Fleck Among First Openly Gay GOP Legislators
by Marc Levy, Associated Press
HARRISBURG, Pa. (AP)—Pennsylvania state Rep. Mike Fleck, a devout Christian who disclosed to a local newspaper that he is gay, is among the country’s first sitting Republican state legislators who is openly gay and currently the only one in office, according to a national advocacy group for gay and lesbian public officials.
Fleck, of Huntingdon County, described a long and painful personal journey that included seeking treatment from a Christian counselor and a divorce from his wife in the interview with The Daily News of Huntingdon County published Saturday.

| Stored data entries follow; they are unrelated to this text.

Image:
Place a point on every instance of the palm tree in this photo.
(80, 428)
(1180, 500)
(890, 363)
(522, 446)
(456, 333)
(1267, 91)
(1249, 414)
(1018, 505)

In the months before he spoke to the newspaper, Fleck, 39, had sought advice from the Washington-based Gay & Lesbian Victory Institute on how to come out. The group encouraged him to do it in a way that let constituents know that he was choosing to be as honest as he could and nothing about who he is or what he believes is changing, institute spokesman Denis Dison said Monday.

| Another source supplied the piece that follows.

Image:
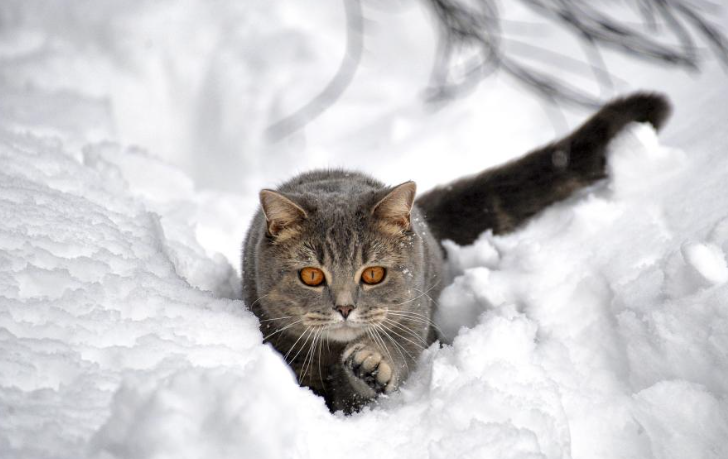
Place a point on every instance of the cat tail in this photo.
(503, 198)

“This is a person who has been living, as a lot of people do, in fear of being found out and when you decide that you’re not going to live that way anymore, it’s an incredibly brave thing to do,” Dison said. “Time will tell how his constituents react.”
Fleck represents a conservative district between Altoona and State College. While coming out will take a burden off Fleck’s shoulders, Dison said, it could hurt his political career, especially considering the conservative nature of Fleck’s district.
Fleck told the Altoona Mirror newspaper on Saturday night that he had been working toward the decision for months, and the day after the initial article was published was “the most incredible day of my life.”
A spokesman for Fleck said Monday he would not respond to a request for comment from The Associated Press. Fleck has been bombarded with emails, calls and messages from across the world and almost all have been positive, said the spokesman, Jeff Jubelirer.
Dison, who spoke to Fleck, said he has gotten a lot of support from the House GOP leadership and his colleagues.
A spokesman for House Republican leaders said Fleck called them before the story was published to let them know about his decision. The spokesman, Steve Miskin, declined to offer any details about the conversation, saying only that Fleck’s decision does not change the fact that he is a respected member of the Republican caucus.
No other Republican state legislator anywhere who is in office now is openly gay, Dison said. State senators who served in the past in California and Minnesota came out while in office, and a Republican state representative in Missouri came out before he left office at the end of that state’s legislative term in May. An openly gay Republican elected to the Ohio House will be sworn in in January.
Fleck also became the first and only current legislator from either party in Pennsylvania’s Legislature who is openly gay. In the next legislative session, he will be joined by Rep.-elect Brian Sims, an openly gay Democrat from Philadelphia.
Fleck attended Liberty University, the evangelical school and cradle of social conservatism founded by the late Rev. Jerry Falwell in Lynchburg, Va. He first ran for the state House of Representatives in 2006 and was re-elected last month to a fourth two-year term.